Getting more women into STEM jobs isn't enough to fix the wage gap, top sociologists say. It requires 'treating women more like men'

Treat others the way you want to be treated. It’s an old adage with staying power for good reason. But in today’s workforce, what that really means is: treat everyone like men. 

To close the gender gap in both representation in STEM fields and in pay, it’s critical to treat everyone as though they’re a high-performing man, finds new research from Sharon Sassler, a sociology professor and the director of undergraduate studies at Cornell University’s Jeb E. Brooks School of Public Policy. If women received the same relative compensation as men at each life stage, the gender wage gap would narrow by 6.3%, she found. And if women received the same marriage premium—8.2 cents per hour—that men receive, the gap would likewise narrow by nearly 5%. 

Sassler, with Federal Trade Commission economist Pamela Meyerhofer, dug into women’s experiences in the computer science field, alongside other STEM arenas. (The report was co-authored by University of Michigan associate public policy professor Katherine Michelmore and Dartmouth College associate sociology professor Kristin Smith.) 

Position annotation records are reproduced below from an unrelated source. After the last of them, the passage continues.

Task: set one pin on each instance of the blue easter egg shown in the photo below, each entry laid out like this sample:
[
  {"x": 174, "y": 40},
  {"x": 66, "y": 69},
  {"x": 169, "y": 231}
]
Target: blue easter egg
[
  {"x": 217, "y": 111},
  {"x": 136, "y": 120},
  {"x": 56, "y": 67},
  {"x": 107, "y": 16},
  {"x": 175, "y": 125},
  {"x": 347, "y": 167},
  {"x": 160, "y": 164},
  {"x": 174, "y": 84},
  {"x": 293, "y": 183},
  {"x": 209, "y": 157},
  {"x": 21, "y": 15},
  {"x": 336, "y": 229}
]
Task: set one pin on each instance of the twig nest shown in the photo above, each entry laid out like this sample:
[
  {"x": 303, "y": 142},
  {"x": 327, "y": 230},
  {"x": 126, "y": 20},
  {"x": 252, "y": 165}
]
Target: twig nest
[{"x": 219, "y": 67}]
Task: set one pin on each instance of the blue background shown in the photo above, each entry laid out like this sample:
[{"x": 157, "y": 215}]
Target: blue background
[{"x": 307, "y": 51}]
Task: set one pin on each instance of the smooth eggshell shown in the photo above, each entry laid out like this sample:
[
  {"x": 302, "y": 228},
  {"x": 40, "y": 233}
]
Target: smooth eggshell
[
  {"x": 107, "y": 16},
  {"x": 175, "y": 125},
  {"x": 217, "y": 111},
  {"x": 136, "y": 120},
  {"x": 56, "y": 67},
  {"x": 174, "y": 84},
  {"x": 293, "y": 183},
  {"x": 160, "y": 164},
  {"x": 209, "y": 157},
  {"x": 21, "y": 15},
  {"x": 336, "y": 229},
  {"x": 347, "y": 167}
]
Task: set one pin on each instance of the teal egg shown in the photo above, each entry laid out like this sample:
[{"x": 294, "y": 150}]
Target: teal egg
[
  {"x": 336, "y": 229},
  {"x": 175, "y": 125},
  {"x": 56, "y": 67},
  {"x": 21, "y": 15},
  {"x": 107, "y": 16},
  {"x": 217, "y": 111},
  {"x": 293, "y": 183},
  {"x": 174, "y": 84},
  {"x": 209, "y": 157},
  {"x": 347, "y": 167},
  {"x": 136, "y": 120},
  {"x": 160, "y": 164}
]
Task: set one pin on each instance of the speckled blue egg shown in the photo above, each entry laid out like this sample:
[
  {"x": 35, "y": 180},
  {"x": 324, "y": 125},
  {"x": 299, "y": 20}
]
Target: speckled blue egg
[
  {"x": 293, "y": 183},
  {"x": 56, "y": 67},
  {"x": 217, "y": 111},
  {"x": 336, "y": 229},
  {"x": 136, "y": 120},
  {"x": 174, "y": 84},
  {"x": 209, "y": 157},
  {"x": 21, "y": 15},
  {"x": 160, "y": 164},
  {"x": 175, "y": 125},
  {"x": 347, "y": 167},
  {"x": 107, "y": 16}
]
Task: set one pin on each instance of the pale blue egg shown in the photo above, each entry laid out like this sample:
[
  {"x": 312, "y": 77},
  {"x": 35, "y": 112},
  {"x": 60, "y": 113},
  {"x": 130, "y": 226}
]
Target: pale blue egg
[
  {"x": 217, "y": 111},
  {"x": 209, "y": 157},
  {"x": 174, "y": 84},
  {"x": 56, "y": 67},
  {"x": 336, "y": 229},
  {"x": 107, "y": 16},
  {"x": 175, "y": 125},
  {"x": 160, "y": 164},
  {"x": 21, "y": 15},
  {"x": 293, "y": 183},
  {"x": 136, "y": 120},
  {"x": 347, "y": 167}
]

Computer science professionals account for nearly half of STEM workers, the researchers wrote, so the persistent wage gap in that speciality could speak volumes about the larger industry. Sassler and Meyerhofer zeroed in on full-time, college-educated workers aged 22 and 60—a wide sample. They sought to uncover “what proportion of the gender wage gap would remain if men and women were equally rewarded for the same attributes—such as parenthood or marital status, degree field, or occupation.” 

Over time, women have shown up in STEM fields in larger numbers and gained greater footholds, but their overall strides and pay levels leave much to be desired (STEM fields remain two-thirds male). “It’s not the composition of women in STEM—it’s the returns that they experience for the very same attributes as their male counterparts, such as degree attainment,” Sassler told the Cornell Chronicle

Sassler and Meyerhofer studied women’s earning rates against men in computer science jobs between 2009 and 2019, and found that those women made about 86.6 cents on the men’s dollar. Controlling for age, degree field, education level, occupation, and race narrowed the gap to 91 cents on the dollar. 

That’s much better than the average woman worker, who makes 82 cents on the man’s dollar, but it’s still a long way from equal. By the time women reach their mid-20s, before most of them have kids, they’re already leagues behind men, Sassler added. “We keep saying that if we encourage more women to study and enter into STEM fields, the wage gap will go away, but it’s not going away.”

Breaking down by background

Married women have a wage premium over unmarried women, the data finds, and women with young children end up earning more than child-free women. Divorced men seem to benefit from having been married before—they earn a marginally significant 1.5% more than never-married men. Divorced women don’t get the same bump over never-married women, however, and they earn 4.5 cents fewer per hour than single men.

All women, however, earn less than men in any family set-up. And the problem is worsening. Not only does the computer science field persistently present barriers to female participation, but those barriers have only grown for workforce entrants since the early aughts, per the research. 

The wage gap could trace back to the kinds of computer science jobs women work—more likely to be lower-paying than men—but that only accounts for about a third of the gap, the researchers wrote. Rather, the overarching issue is that women receive “different returns” on their characteristics, like their marital and parental status, than men do. 

Men also “receive sizable wage premiums” for their computer science degrees, while women with the same education don’t accrue anything. That’s why, in Sassler’s words, “closing the gender wage gap in computer science requires treating women more like men, not just increasing their representation.”

Sassler recently authored two studies that paint the grim picture for women in STEM-related careers. The first, published on October 28, is titled “Cohort Differences in Occupational Retention among Computer Science Degree Holders: Reassessing the Role of Family.” The second, published two days later, is “Factors Shaping the Gender Wage Gap Among College-Educated Computer Science Workers.” Both reports concluded that women with computer science degrees are much less likely than their male to peers to get a high-paying, relevant job.

Unfortunately, as any working woman could tell you, it’s not just a STEM problem. This year, according to Payscale’s 2023 Gender Pay Gap Report, the disparity between men and women’s earnings still costs women $90,000 over their lifetime. But the actual reason for pay disparity remains hazy. A whopping 70% of it is “immeasurable,” the report found. 

“It is kind of hard to say exactly what’s happening in that 70%,” Sarah Jane Glynn, senior adviser at the Department of Labor’s Women’s Bureau, told Fortune at the time. “I think there is pretty broad consensus among researchers and economists that at least a portion of that is discrimination. But because we can’t pinpoint it precisely in these kinds of statistical models, it’s sort of an open question.”

Even computer scientists can’t figure it out.